Community feedback has been mixed. Most employees have a favorable view of the stands, though some have complained that it is difficult to find bananas for purchase at nearby grocery stores. A local vegetarian café, which offers sliced banana as a yogurt topping for $1, has seen demand for the topping plummet. Canadian chain restaurant Local Public Eatery has complained about the manners of certain customers at its Seattle location, who often bring in bananas to eat and leave behind the peels. Some have viewed the initiative as an attempt by Amazon to clean up its image after criticism of the company's culture and relative lack of employee perks compared to other tech companies.

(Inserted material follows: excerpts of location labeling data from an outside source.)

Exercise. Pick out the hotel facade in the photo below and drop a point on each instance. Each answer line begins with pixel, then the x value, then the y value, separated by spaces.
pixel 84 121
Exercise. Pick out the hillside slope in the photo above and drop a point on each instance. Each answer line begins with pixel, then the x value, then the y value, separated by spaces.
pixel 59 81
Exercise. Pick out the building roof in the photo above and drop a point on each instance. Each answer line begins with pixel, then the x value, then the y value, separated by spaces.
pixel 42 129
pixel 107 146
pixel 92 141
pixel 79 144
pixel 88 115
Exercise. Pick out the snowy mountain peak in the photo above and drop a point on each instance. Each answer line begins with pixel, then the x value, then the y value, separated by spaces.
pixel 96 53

The Seattle stands were closed in March 2020 during the onset of the COVID-19 pandemic after Amazon adopted remote work for its headquarters employees. They reopened the following year after employees were allowed to return to the headquarters campus.

Outside of Seattle, Amazon opened a temporary banana stand for the duration of CES 2019 in Las Vegas, in the midst of making several major product announcements at the trade show. In early 2022, Amazon opened a second Community Banana Stand in Arlington, Virginia at its HQ2 location.